Disney reported revenues of $15.23 billion for the quarter, with net income up 23% at $2.91 billion. Its parks and resorts business accounts for around a third of revenue and income. Consumer products and interactive media currently account for only 6.5% of revenue.

That said, the acquisition of 21st Century of Fox for over $70 billion in stock, and the potential purchase of the rest of Sky, is partly predicated on the need to increase scale to compete with the likes of Netflix.

Disney on its own has a market capitalisation of around $168 billion, while Netflix is apparently worth $150 billion.

The Disney chief executive said the company continues to move full steam ahead on its direct-to-consumer strategy, empowered by its strategic purchase of BAMTech. He said it was on track for a late-2019 launch of its Disney-branded online service, following the launch earlier in 2018 of its ESPN+ sports service. He declined to give any subscriber numbers for the ESPN+ service, saying “It’s a marathon; it’s not a sprint.”

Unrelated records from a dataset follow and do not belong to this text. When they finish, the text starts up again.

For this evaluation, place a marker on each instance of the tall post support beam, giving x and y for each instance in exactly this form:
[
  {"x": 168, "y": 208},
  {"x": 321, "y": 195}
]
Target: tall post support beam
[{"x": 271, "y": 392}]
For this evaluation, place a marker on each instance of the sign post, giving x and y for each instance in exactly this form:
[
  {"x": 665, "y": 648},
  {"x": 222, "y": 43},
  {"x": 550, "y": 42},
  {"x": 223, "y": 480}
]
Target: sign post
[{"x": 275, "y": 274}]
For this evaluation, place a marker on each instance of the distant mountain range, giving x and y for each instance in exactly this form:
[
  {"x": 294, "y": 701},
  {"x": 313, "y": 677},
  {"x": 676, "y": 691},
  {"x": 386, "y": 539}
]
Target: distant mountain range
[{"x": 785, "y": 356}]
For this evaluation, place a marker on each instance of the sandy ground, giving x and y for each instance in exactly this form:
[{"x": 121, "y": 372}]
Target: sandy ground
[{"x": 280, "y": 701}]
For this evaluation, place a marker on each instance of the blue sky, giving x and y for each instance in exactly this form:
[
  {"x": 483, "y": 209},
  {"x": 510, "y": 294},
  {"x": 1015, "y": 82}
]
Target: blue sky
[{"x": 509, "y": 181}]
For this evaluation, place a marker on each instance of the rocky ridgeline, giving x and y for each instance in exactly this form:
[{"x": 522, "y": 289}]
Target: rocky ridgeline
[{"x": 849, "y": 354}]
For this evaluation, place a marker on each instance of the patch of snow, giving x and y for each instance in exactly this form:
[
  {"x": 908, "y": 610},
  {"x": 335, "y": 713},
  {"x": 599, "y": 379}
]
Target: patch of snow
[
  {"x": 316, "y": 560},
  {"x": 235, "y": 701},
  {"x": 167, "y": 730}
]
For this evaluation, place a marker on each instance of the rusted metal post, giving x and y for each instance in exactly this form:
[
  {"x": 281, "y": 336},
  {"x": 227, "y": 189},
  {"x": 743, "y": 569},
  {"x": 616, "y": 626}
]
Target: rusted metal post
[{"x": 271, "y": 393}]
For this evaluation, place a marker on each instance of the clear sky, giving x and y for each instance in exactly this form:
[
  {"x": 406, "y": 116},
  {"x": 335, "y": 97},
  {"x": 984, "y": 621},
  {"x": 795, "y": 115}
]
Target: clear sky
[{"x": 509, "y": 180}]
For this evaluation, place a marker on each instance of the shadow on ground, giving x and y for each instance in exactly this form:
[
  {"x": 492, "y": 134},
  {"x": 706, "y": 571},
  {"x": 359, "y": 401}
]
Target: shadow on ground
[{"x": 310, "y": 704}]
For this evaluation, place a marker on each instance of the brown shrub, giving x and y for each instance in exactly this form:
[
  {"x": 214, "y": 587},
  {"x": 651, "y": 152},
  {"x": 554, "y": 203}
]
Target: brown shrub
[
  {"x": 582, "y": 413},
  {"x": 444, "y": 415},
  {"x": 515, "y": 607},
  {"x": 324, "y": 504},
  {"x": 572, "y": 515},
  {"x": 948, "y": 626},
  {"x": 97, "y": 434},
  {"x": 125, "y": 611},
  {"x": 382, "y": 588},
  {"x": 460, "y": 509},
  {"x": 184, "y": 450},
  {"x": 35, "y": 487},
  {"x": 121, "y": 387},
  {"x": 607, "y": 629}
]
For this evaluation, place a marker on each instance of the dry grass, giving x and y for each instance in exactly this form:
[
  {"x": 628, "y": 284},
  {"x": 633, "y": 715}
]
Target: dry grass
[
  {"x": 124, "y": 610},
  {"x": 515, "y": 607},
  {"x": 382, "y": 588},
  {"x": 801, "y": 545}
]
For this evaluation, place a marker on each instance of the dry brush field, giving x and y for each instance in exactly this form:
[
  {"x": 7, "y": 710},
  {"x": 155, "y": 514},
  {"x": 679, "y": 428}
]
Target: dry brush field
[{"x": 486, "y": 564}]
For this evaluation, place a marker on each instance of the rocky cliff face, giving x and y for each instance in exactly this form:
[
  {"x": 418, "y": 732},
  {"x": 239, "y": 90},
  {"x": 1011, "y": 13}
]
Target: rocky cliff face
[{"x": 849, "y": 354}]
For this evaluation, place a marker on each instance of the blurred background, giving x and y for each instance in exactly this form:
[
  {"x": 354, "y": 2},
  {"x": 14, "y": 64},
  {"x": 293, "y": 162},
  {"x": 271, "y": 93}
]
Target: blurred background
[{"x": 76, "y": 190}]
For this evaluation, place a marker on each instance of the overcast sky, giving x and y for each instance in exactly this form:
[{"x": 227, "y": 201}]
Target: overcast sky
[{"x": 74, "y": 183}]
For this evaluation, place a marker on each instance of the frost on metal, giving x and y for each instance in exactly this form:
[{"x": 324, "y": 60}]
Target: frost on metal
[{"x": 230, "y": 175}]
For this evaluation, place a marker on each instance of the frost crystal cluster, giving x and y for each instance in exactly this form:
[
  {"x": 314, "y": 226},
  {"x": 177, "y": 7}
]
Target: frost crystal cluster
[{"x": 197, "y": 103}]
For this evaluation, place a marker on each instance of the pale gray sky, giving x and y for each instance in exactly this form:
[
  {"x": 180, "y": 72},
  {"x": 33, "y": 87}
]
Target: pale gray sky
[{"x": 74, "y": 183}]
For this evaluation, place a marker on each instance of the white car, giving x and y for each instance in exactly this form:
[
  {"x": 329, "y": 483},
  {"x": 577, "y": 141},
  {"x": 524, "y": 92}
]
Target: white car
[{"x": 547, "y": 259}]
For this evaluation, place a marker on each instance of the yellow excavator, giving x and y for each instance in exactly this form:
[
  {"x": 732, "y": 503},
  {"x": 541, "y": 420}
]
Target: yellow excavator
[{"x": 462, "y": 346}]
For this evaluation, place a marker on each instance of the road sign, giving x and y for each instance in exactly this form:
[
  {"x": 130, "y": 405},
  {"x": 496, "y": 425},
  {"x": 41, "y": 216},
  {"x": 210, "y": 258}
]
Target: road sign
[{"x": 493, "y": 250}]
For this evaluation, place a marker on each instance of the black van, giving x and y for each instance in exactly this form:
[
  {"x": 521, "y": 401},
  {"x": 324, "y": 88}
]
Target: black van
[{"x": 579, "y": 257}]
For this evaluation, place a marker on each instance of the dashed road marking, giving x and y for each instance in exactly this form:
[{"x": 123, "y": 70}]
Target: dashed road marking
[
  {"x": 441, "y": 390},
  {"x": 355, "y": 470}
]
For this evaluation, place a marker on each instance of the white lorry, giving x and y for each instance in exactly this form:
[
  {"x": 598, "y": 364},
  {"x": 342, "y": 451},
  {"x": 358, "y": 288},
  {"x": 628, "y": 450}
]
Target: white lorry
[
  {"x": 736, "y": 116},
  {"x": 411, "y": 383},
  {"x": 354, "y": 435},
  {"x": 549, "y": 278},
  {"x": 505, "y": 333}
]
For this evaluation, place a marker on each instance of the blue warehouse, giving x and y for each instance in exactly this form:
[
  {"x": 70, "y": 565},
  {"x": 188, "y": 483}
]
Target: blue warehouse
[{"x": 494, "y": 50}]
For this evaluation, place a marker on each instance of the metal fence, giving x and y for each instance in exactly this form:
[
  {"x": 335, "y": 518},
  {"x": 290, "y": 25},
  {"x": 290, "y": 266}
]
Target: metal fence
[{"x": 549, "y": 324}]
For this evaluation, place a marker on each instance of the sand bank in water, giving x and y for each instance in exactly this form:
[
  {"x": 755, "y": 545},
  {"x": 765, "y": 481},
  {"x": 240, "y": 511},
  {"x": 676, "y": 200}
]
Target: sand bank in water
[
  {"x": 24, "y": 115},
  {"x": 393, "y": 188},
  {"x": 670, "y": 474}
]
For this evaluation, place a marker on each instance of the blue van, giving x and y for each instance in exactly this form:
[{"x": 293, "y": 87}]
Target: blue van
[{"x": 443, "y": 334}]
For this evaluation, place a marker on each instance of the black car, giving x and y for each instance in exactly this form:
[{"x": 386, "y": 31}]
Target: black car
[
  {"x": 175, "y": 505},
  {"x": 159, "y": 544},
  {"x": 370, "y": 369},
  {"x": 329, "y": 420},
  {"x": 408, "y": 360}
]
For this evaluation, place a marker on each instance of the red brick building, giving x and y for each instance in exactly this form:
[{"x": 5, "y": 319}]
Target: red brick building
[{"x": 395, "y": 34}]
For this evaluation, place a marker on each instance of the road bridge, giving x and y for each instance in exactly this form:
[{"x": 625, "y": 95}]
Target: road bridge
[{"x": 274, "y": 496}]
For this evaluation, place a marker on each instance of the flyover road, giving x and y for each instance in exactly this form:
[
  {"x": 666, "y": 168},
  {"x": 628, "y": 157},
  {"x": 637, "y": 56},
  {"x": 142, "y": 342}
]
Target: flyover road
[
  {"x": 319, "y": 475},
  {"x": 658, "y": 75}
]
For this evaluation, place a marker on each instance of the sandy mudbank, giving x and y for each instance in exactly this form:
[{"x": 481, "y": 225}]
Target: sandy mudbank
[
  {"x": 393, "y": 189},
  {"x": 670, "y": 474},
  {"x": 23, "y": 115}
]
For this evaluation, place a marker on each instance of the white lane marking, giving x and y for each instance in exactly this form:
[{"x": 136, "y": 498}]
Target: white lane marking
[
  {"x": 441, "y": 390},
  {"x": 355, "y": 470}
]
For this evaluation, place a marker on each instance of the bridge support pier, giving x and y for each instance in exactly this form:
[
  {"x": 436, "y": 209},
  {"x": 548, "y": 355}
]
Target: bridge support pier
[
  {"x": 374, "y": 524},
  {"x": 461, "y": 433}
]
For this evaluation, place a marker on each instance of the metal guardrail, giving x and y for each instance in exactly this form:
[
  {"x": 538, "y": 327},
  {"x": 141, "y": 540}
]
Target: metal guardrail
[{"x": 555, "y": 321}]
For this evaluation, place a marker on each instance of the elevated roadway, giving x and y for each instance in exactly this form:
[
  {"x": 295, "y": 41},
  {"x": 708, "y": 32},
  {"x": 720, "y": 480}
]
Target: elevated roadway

He signalled that the Disney app would not have anything close to the volume of programming that Netflix has and will be priced accordingly. However, he said it would be the only place people would be able to get original Disney, Pixar, Marvel or Star Wars product. That said, a number of previous productions and those that will be made in 2018 are still encumbered by licensing arrangements with other parties, like Netflix, although starting in 2019, the studio movie slate will be free of such arrangements.

He also reminded analysts that after the close of the deal with 21st Century Fox, Disney will own 60% of Hulu, “so that will fit in very significantly to our app strategy”.

“We don’t really want to go to market with an aggregation play that replicates the multi-channel environment that exists today because we feel consumers are more interested in essentially making decisions on their own in terms of what kind of packages that they want,” he said.

So there will be a sports play, a family-oriented Disney play, and Hulu. “They will basically be designed to attract different tastes and different segment or audience demographics.” If a consumer wants all three, ultimately, we see an opportunity to package them from a pricing perspective.

He said he did not see going direct to consumer complicating negotiations with primary distributors. “I think there is a reality that is set-in in the distribution side of the business that the business is changing, that consumer habits have changed, and that the over-the-top SVOD product is here to stay and is real, and is probably going to continue to either compete with the more traditional platforms or complement the more traditional platforms.”

Nevertheless, going direct to consumer will inevitably create channel conflicts with existing distributors. Disney needs to be seen to be taking online delivery seriously, while at the same time using strategic acquisitions to reinforce its current position with additional brand properties and traditional distribution channels.